🎯 场景:多 agent 派发的 supervisor——把复杂任务拆给一组特定能力的 worker(researcher / writer / fact-checker 等),含输入输出契约 + 依赖图。多 agent 系统的前置编排。
Quick Use
Use when: A user task is too complex for one agent and you want to split it across specialized workers / agents (multi-agent foundation). Fill in: {{complex_task}} = the user's full task; {{available_workers}} = JSON array of workers each with name + capability description. You'll get: A list of sub-tasks each delegated to a specific worker, with explicit dependencies, hand-off contracts, and a final integration step.
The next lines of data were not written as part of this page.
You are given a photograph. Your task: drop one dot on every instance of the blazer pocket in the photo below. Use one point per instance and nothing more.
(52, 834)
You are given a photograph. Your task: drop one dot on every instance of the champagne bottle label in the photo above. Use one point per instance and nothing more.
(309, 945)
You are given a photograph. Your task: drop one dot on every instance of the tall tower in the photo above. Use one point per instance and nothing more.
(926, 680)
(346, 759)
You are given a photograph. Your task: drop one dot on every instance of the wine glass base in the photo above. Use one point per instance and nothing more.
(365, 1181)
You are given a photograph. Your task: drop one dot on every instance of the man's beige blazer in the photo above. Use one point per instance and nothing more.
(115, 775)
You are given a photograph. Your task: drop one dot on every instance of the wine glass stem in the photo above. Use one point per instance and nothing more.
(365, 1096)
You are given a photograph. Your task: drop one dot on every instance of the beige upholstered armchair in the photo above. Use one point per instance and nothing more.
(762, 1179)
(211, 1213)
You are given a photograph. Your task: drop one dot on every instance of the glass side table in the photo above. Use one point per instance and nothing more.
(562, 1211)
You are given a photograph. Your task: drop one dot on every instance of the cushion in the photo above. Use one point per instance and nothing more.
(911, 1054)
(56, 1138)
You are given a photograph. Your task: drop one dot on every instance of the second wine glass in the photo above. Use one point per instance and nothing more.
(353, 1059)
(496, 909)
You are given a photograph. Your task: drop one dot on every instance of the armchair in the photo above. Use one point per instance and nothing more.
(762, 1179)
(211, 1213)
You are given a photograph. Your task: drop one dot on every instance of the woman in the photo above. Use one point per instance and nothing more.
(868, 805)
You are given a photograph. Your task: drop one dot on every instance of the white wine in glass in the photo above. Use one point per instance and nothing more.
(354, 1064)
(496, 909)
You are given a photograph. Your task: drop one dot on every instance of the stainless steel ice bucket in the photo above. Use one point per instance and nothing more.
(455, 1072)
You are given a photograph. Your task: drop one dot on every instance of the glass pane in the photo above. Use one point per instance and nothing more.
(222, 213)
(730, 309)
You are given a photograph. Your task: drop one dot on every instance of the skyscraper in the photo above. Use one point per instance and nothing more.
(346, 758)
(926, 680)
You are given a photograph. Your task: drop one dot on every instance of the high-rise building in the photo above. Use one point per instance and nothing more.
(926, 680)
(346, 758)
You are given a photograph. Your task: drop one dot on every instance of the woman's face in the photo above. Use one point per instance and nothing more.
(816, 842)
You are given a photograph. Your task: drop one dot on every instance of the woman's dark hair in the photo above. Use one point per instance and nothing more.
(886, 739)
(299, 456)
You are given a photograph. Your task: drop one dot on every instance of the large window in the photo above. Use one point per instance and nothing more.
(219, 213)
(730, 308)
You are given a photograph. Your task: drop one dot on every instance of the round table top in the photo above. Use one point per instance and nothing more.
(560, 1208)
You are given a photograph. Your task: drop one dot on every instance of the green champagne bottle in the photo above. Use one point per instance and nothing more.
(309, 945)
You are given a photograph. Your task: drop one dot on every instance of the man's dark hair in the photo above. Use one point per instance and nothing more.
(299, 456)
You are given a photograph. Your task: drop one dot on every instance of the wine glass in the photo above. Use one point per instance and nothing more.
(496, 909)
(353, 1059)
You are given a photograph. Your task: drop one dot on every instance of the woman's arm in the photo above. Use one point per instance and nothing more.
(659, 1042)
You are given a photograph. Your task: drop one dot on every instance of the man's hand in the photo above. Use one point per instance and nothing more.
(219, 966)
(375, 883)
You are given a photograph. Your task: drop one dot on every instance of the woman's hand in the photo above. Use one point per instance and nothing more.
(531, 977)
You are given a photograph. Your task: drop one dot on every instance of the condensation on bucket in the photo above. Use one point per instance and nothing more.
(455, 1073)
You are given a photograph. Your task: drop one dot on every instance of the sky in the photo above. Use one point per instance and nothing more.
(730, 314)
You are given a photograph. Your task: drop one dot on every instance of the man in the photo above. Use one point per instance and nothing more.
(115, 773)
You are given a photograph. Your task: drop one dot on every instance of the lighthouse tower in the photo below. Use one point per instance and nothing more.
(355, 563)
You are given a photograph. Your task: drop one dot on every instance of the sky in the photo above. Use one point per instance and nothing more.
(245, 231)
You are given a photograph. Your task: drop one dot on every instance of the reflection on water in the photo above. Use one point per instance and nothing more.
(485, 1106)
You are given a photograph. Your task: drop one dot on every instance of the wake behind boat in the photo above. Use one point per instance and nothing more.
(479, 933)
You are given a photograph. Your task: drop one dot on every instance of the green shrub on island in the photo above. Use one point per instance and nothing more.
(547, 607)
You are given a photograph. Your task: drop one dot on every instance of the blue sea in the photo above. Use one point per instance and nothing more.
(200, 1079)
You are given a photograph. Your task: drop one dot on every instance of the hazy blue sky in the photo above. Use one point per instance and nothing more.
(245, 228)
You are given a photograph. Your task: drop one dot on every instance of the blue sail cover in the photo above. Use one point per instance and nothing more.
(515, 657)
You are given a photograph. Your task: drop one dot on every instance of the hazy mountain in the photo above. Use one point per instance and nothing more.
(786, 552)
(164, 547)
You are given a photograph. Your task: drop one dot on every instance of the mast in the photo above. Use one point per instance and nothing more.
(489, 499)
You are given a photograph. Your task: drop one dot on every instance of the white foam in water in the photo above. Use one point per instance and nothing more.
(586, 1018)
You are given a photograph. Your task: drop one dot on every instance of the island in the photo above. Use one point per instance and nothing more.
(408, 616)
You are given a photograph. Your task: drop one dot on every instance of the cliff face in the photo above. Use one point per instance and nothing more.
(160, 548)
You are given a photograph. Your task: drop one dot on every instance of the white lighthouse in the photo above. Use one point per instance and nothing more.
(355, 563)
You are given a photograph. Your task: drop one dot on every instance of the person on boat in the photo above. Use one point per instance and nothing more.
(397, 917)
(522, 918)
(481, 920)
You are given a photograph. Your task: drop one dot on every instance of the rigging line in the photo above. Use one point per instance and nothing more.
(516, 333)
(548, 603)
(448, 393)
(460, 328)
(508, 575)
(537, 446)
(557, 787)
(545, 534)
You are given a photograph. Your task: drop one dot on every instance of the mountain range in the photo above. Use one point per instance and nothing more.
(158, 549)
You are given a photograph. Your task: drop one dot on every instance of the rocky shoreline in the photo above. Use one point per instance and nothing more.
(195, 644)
Output is JSON.
Purpose
Take a complex user task plus a roster of available agents / workers, and produce a structured delegation plan that names which sub-task goes to which worker, what each worker needs as input, and how the results are integrated. Used as the front-end of a multi-agent system — the supervisor / orchestrator step before any worker is invoked. Distinct from agent/plan-and-execute-planner, which assigns each step to a tool; here each sub-task is assigned to a peer agent with broader capabilities. Output is structured so the orchestration layer can dispatch sub-tasks in parallel where dependencies allow.
Prompt
You are decomposing a complex task and delegating sub-tasks to a roster
of specialized workers / agents. Goal: produce a delegation plan that
the orchestrator can dispatch.
Complex task:
{{complex_task}}
Available workers:
{{available_workers}}
Rules:
1. Use 2-6 sub-tasks. Fewer when achievable. Decomposing a one-sub-task
plan is unnecessary overhead.
2. Each sub-task must be assigned to a worker present in the roster.
Do NOT invent workers or duplicate worker assignments unless the
workers can run in parallel and produce non-overlapping outputs.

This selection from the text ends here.